Routing - Confession 30

2014.08.26 19:46:13

Index

No, this blog is not about another ISP issue, but rather about the issue of routing in the context of web frameworks. I've mentioned this problem briefly before. The first question that needs answering in order to solve this problem is this: What does routing even need to be able to do?

Traditionally modules in Radiance occupy one or more subdomains for themselves, with some special paths reserved for the system. However, this would exclude a wide variety of people who can't simply use subdomains to their advantage. Therefore one use case would require routes to be able to modify paths and subdomains. Since Radiance also allows the starting of multiple servers on ports it makes sense to also pull in port manipulation.

What we end up with is that a route needs to be able to analyse and affect every part that makes up an URI: The subdomains, the port and the path. Most routing systems I've found in web frameworks only concern themselves with path routing. Most of them also look like an absolute nightmare to me, either due to a lack of flexibility or because their setup is just completely insane. That just won't do for Radiance.

Now that we already face the predicament that we need complete control over the URI, let's see if we can at least somewhat simplify the process. Generally the subdomain part of a URI can be split by its dots and thus we can make the processing thereof comparable to that of a lambda-list, with integrated string comparison. A similar solution can be applied to the path part, splitting it by its slashes. However, the path needs additional flexibility since often times we would like to identify or structure its parts with a regex.

Taking this into account, specifying the matcher part of a route requires two special lambda-lists for the domains and path and an equality checker for the port. Does that sound good? Well, sure, it sounds acceptable if you're writing lisp code, but it sure sounds awful if you try to fit this complicated scheme into something that is easy to write in a configuration file. So that won't do and we haven't even touched on the problems of how to specify regex groups in the target part or anything about that.

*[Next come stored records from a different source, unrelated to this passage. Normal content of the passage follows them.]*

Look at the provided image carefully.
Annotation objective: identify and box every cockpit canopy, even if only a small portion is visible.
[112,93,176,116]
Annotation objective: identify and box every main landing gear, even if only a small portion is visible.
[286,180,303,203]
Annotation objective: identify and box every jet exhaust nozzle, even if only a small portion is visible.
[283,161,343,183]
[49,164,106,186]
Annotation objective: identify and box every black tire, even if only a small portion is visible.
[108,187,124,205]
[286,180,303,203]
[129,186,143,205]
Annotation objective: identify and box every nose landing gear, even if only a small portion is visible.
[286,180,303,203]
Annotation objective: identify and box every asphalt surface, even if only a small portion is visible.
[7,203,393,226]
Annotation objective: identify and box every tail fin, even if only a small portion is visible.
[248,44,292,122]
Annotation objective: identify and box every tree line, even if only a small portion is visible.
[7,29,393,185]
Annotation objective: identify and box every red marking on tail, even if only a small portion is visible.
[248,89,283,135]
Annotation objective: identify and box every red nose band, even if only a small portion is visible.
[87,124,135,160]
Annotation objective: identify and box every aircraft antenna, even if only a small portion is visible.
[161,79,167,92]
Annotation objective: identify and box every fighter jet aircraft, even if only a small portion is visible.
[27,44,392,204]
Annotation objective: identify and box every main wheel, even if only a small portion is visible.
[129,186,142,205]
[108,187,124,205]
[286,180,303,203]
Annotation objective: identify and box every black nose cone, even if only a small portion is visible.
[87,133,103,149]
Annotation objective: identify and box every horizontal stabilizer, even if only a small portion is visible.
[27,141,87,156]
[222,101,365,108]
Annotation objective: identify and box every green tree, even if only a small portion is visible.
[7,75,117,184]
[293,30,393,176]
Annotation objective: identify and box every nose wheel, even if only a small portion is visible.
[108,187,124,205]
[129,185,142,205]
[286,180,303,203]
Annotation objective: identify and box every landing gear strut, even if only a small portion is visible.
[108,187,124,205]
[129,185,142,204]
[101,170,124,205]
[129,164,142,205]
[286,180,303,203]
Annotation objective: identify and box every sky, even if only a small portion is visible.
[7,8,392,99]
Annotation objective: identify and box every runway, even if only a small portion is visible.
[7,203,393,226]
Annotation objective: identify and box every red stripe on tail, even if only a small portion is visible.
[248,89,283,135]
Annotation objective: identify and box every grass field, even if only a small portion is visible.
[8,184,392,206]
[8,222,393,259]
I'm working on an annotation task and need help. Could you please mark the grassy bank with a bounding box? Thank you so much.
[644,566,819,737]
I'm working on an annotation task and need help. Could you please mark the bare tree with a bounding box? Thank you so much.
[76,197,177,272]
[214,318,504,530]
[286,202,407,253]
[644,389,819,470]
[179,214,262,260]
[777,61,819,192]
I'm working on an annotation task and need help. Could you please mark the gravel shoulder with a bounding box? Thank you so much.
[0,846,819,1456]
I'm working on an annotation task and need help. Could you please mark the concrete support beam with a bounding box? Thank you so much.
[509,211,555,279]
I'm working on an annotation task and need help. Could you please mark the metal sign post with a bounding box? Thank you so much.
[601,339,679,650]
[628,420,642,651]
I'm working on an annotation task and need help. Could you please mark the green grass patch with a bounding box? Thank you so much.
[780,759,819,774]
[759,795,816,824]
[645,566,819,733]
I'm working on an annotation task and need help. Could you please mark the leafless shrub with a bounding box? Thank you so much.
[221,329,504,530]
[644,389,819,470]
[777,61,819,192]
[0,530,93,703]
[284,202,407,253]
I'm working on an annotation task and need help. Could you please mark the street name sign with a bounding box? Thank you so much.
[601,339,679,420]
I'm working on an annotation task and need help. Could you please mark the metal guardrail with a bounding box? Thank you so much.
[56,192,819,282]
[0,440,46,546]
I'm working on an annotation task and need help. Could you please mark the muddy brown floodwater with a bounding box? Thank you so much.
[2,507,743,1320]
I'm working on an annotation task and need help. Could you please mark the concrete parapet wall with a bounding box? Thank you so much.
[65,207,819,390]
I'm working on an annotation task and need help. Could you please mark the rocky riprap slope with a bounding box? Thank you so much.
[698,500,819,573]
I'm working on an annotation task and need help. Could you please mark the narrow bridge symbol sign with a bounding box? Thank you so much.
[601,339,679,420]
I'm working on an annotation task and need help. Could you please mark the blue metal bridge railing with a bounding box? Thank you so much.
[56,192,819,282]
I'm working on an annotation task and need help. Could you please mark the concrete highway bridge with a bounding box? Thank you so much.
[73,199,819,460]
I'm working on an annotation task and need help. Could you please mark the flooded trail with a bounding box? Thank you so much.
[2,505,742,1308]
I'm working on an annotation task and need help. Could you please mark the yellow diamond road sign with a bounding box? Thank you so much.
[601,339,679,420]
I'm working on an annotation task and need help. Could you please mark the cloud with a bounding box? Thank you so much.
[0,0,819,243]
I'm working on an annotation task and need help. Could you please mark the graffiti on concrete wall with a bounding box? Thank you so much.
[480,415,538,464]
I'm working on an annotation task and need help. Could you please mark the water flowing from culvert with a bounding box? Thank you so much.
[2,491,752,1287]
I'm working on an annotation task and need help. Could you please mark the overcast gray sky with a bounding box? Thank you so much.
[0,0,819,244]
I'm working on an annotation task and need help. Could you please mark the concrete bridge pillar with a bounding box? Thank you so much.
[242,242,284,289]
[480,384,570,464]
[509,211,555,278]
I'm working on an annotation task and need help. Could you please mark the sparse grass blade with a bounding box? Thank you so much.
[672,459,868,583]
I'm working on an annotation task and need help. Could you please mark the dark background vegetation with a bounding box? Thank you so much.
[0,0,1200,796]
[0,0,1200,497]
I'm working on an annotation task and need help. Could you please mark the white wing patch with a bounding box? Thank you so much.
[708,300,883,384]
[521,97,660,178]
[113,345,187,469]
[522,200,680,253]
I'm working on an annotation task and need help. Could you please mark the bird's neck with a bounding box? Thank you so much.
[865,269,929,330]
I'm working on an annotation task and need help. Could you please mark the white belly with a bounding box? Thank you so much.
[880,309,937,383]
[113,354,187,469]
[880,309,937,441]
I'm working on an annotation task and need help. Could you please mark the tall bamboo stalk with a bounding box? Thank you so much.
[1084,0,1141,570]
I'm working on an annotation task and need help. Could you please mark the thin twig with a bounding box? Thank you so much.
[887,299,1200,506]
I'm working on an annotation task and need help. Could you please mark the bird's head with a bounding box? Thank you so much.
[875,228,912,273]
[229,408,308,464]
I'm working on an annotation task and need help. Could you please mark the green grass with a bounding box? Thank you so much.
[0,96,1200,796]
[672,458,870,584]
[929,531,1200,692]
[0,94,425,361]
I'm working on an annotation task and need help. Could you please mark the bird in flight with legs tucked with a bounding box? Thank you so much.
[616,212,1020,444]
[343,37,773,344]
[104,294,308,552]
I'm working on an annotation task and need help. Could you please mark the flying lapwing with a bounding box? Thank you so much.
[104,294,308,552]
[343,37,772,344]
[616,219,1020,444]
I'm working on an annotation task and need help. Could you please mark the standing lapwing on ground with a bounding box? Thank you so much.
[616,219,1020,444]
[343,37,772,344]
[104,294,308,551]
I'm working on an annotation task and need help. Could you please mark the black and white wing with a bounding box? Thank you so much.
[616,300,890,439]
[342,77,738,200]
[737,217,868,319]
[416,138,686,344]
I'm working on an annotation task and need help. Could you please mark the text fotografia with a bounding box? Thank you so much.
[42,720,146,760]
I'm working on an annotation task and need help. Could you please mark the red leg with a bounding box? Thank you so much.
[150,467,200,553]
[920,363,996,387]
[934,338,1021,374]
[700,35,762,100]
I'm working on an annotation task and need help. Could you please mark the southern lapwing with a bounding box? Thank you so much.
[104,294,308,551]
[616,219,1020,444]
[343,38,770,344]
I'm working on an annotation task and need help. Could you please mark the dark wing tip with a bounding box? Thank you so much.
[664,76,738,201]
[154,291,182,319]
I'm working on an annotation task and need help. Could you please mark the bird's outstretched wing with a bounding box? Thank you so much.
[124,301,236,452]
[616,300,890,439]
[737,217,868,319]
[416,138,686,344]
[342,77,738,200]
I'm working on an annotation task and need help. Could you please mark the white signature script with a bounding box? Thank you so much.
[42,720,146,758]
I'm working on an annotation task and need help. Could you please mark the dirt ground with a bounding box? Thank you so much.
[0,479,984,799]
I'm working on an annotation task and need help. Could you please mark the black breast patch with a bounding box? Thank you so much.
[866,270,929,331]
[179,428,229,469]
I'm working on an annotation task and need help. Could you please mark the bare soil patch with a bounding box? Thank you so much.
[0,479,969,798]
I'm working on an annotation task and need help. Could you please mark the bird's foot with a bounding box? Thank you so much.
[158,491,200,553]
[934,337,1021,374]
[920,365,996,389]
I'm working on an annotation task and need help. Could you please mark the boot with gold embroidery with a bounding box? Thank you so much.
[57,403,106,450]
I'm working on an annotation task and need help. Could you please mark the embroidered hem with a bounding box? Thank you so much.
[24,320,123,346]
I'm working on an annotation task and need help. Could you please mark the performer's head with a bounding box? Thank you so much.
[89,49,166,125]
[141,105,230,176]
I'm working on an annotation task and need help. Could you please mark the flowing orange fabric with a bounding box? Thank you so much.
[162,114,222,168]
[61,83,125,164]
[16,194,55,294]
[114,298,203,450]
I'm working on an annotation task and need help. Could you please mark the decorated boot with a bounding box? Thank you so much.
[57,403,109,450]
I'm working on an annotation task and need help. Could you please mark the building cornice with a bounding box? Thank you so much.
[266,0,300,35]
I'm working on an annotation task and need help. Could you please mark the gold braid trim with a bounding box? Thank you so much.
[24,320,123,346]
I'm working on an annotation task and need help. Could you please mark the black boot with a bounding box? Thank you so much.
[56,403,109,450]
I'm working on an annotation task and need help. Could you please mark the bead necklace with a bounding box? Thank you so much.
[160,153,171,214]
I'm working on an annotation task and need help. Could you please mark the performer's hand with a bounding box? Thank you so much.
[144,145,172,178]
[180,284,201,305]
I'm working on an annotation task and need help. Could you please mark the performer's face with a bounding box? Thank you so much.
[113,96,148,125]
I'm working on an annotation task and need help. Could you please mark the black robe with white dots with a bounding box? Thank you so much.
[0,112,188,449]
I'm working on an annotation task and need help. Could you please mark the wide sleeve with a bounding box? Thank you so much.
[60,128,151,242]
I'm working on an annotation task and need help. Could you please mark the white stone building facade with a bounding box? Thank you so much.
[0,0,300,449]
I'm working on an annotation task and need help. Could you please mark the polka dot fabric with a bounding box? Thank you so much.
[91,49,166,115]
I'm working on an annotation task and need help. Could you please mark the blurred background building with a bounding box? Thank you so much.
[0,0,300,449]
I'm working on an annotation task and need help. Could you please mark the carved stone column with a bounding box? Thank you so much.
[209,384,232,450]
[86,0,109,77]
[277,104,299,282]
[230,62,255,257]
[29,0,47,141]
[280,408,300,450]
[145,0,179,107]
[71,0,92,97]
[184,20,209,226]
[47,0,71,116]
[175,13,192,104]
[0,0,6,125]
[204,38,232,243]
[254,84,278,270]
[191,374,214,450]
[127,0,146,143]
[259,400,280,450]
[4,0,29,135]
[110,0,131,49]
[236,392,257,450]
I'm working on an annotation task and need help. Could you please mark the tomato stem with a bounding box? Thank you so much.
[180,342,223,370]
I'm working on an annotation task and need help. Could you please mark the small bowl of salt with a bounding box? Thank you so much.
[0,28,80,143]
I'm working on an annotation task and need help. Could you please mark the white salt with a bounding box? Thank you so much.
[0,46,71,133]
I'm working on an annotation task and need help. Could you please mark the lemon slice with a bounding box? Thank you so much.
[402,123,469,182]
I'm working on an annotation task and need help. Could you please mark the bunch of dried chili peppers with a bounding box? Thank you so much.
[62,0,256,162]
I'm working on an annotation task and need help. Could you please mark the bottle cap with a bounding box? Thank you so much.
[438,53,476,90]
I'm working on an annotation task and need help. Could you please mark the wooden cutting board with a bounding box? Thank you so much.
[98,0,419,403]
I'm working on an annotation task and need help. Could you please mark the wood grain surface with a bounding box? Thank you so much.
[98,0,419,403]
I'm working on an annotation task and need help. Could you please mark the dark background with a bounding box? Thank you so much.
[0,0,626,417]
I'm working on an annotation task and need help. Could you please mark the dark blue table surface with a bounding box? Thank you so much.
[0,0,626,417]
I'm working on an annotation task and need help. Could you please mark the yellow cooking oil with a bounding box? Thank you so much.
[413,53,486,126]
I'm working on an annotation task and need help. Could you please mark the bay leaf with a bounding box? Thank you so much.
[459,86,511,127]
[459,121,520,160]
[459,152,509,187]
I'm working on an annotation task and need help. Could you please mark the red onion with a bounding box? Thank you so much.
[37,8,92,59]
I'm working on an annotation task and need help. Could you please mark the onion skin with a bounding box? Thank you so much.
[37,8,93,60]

At this point of my prototyping I was already going half insane because I couldn't find a good way to specify this with enough flexibility while at the same time cutting it down to a format that could be easily written in a string format. I don't think it's possible either. There's just too much of a stretch between the required amount of flexibility and the restraints of string formats. So what to do then?

Well, split it up into layers of course. My current idea for the routing system is now as follows. At the lowest level there is a very primitive system that only performs one operation: It calls a single function and passes along a mutable URI object. That is the most basic ‘route’ you can have from an architectural standpoint. This gives you full control to do whatever you please. On the next level there is a matching-route. This route takes five arguments, one each for the subdomain extended-lambda-list, port and path e-l-l, one argument to name the URI variable and lastly the body that performs arbitrary transformations on the URI object. If your e-l-ls contain symbols, the symbols are bound to the corresponding parts. One higher you also have a similarly short, but limited writing form for the target: three parts, two of which are in list form, that make up the URI changes. And finally a ‘configurable’ form that takes two strings that are compiled into a matcher and target respectively.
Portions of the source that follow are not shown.